Clean nursery plants devoid of mites are the best option to avoid undetectable mite infestations. Removal of the infested plants early in the season could also avoid severe mite issues later. Mites are very difficult to get rid of once eggs have been laid.

Abamectin (Agri-Mek) is a locally systemic active ingredient and can be used to control spider mites and suppress cyclamen mites with adequate use of water to assure proper coverage.
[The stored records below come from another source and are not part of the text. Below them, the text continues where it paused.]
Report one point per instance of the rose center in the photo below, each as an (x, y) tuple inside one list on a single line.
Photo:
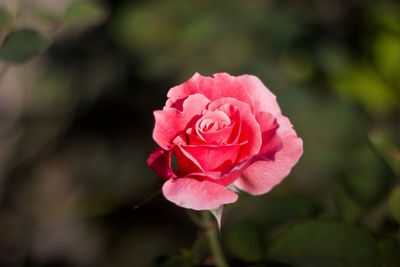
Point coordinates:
[(213, 121)]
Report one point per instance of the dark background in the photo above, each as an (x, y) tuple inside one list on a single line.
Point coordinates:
[(76, 123)]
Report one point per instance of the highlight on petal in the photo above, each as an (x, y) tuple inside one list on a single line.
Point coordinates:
[(169, 122), (214, 158), (263, 98), (271, 141), (263, 175), (198, 195), (250, 129), (160, 162)]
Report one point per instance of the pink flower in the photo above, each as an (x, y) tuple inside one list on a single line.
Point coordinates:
[(224, 131)]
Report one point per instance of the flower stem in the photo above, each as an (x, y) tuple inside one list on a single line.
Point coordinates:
[(213, 238)]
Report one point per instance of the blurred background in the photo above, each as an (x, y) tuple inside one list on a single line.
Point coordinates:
[(76, 123)]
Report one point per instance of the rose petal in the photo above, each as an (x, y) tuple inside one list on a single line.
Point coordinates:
[(160, 162), (186, 162), (169, 122), (250, 129), (271, 142), (263, 99), (198, 195), (214, 158), (219, 86), (263, 175)]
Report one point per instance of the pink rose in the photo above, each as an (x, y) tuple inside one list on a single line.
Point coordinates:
[(223, 131)]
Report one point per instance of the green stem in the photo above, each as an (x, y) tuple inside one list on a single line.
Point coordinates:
[(213, 238)]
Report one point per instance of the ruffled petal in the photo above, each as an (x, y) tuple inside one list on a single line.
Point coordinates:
[(271, 141), (250, 131), (198, 195), (263, 175), (214, 158), (219, 86), (170, 122)]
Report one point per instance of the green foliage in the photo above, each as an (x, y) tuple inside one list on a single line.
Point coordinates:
[(84, 13), (385, 149), (5, 20), (21, 45), (386, 48), (277, 210), (364, 85), (394, 203), (390, 250), (245, 241), (325, 243)]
Abamectin can be rotated with bifenazate (Acramite), fenpyroximate (Portal) or cyflumetofen (Nealta).

However, biological control of spider mites using releases of the predatory mite Phytoseiulus persimilis (Figure 2A) is currently proving to be the most feasible and sustainable option. Care should be taken to not spray the field with broad-spectrum pesticides immediately after the release of predatory mites.

Armyworms and Aphids


Armyworms and aphids may occur as minor pests. Armyworms are effectively managed by early-season application of the biorational insecticide formulations of Bacillus thuringiensis, subsp. kurstaki. Aphid outbreaks are localized and best managed by allowing natural enemies such as predators (lady beetles, lacewings and hoverfly) and parasitoids to suppress their populations.

Plants with signs of pest infestation should be flagged in the field to monitor for spread and to make a pest management decision.

Pesticides registered for various strawberry pests are listed in Chapter 16 of the University of Florida Institute of Food and Agricultural Sciences (UF/IFAS) Vegetable Production Handbook of Florida 2020-2021 (edis.ifas.ufl.edu/pdf%5CCV%5CCV29200.pdf). It is important to select pesticides that are least harmful to beneficial arthropods, rotate modes of action and follow the label.

Sriyanka Lahiri is an assistant professor at the UF/IFAS Gulf Coast Research and Education Center in Wimauma.